I have recently begun keeping a nature journal with Dora. My primary reason for taking on this project is that she clearly is trying to grasp the various concepts of days of the week, months, seasons, and time of the day. Keeping any sort of journal or calendar has proven in my family’s past, to be one of the best ways to learn these concepts. Each day, I enter the name of the day of the week and remind Dora of the activities that we usually do on that day (i.e. Monday is music class day). I then enter the date. In the past, with my older children, they often had the month’s name down pat by 30th or 31st of the month, just from the daily repetition. I enter the time of our nature “observation”, which clues Dora into the hours of the day. I enter the temperature and weather conditions, which helps her learn the Fahrenheit scale (I probably should start using Celsius also) and associate the numbers with how the weather feels. This practice also teaches her the vocabulary of weather as I encourage our weather descriptions to be varied (such as “drizzling” one day, “misting” another, etc.).
I am also trying to learn and teach Dora how to be more in tune with our environment. My hope is that we can learn to truly listen to what is going on around us, to hear the many and varied bird songs and other animal calls. That we can truly see what is before us, to notice the subtle difference between the grays of overcast skies and the grays of storm clouds. That we may start to truly feel the wind on our faces, the humidity on our skin, and the rocks beneath our feet. That we begin to smell all the subtle smells that nature offers us and mankind so often masks. That we become in tune with the cyclical patterns of nature on this planet and learn to appreciate the amazing beauty that each cycle brings. So on some of our explorations, we simply exist, but on others I set a task for either myself or for both of us, something to look for, a sound to notice, a smell to find.

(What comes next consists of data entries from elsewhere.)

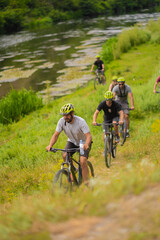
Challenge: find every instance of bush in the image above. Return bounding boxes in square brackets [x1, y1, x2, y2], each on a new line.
[3, 9, 26, 33]
[49, 9, 68, 22]
[101, 37, 117, 63]
[0, 89, 43, 124]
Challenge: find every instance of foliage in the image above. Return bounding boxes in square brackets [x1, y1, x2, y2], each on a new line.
[0, 0, 160, 34]
[0, 89, 42, 124]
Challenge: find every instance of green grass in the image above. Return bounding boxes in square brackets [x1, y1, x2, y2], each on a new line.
[0, 40, 160, 239]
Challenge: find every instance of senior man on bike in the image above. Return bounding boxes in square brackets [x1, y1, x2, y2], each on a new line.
[109, 76, 118, 91]
[91, 55, 106, 84]
[46, 103, 92, 183]
[112, 77, 134, 137]
[93, 91, 123, 142]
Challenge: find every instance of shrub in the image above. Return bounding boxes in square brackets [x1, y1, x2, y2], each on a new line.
[0, 89, 43, 124]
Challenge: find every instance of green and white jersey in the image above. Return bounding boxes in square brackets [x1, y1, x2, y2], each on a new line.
[112, 84, 132, 102]
[56, 116, 90, 146]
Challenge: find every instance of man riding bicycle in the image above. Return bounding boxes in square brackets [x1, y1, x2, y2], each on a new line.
[93, 91, 123, 142]
[46, 103, 92, 183]
[153, 76, 160, 93]
[112, 77, 134, 137]
[91, 55, 106, 84]
[109, 76, 118, 91]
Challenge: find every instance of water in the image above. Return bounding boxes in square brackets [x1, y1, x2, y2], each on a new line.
[0, 13, 160, 98]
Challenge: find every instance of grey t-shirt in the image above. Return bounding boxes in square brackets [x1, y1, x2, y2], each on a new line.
[56, 115, 90, 146]
[112, 84, 132, 102]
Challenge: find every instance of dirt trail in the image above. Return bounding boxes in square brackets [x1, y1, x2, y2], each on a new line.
[49, 185, 160, 240]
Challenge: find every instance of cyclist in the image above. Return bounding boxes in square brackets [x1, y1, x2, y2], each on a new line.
[109, 76, 118, 91]
[91, 55, 106, 84]
[46, 103, 92, 183]
[153, 76, 160, 93]
[112, 77, 134, 137]
[93, 91, 123, 142]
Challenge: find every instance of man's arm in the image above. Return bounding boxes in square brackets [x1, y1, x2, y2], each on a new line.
[46, 131, 60, 151]
[93, 110, 99, 126]
[91, 64, 95, 72]
[153, 81, 158, 93]
[128, 92, 134, 109]
[109, 83, 112, 91]
[119, 110, 123, 125]
[83, 132, 92, 150]
[102, 63, 104, 71]
[113, 92, 116, 99]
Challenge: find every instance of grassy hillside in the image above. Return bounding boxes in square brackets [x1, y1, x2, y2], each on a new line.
[0, 44, 160, 240]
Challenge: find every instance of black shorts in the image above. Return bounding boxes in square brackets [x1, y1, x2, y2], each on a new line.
[64, 141, 92, 159]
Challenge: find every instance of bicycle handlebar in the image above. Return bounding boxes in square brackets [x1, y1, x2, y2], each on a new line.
[96, 123, 120, 126]
[50, 148, 80, 153]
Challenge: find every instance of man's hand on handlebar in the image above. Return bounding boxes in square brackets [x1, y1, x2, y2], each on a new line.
[119, 120, 123, 125]
[46, 145, 51, 152]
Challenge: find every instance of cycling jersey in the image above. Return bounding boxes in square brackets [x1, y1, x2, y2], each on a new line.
[97, 100, 122, 122]
[56, 115, 90, 146]
[94, 60, 104, 70]
[112, 84, 132, 102]
[156, 76, 160, 83]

My final reason for wanting to keep a nature journal is a purely selfish one. I have become determined to become a competent artist with pen and pencils. I want to finally teach myself to be able to draw what I see before me. I am not sure why I feel such a pressing need to be able to draw, but it is something that I have attempted to study in the past and the desire to learn has never faded. Painting and sculpting hold no appeal for me, I merely want to learn to draw. With this in mind, I hope for my journals to consist more and more of my drawings, but at the same time, I am trying to teach Dora a variety of ways to record her experiences. I’ve included images of three attempts on our part to record our experiences, all focused on leaves, which rein so importantly at this time of year. The first journal entry being leaf pressing, the second, leaf rubbings, and the final, not so successful attempt, being leaf pounding. I am hoping that leaf pounding will work better in the spring for tonight my arm is aching from whacking leaves so hard with a mallet and my spirits are low, for my efforts yielded only this single pitiful attempt at art, which actually looks better on the computer than in real life.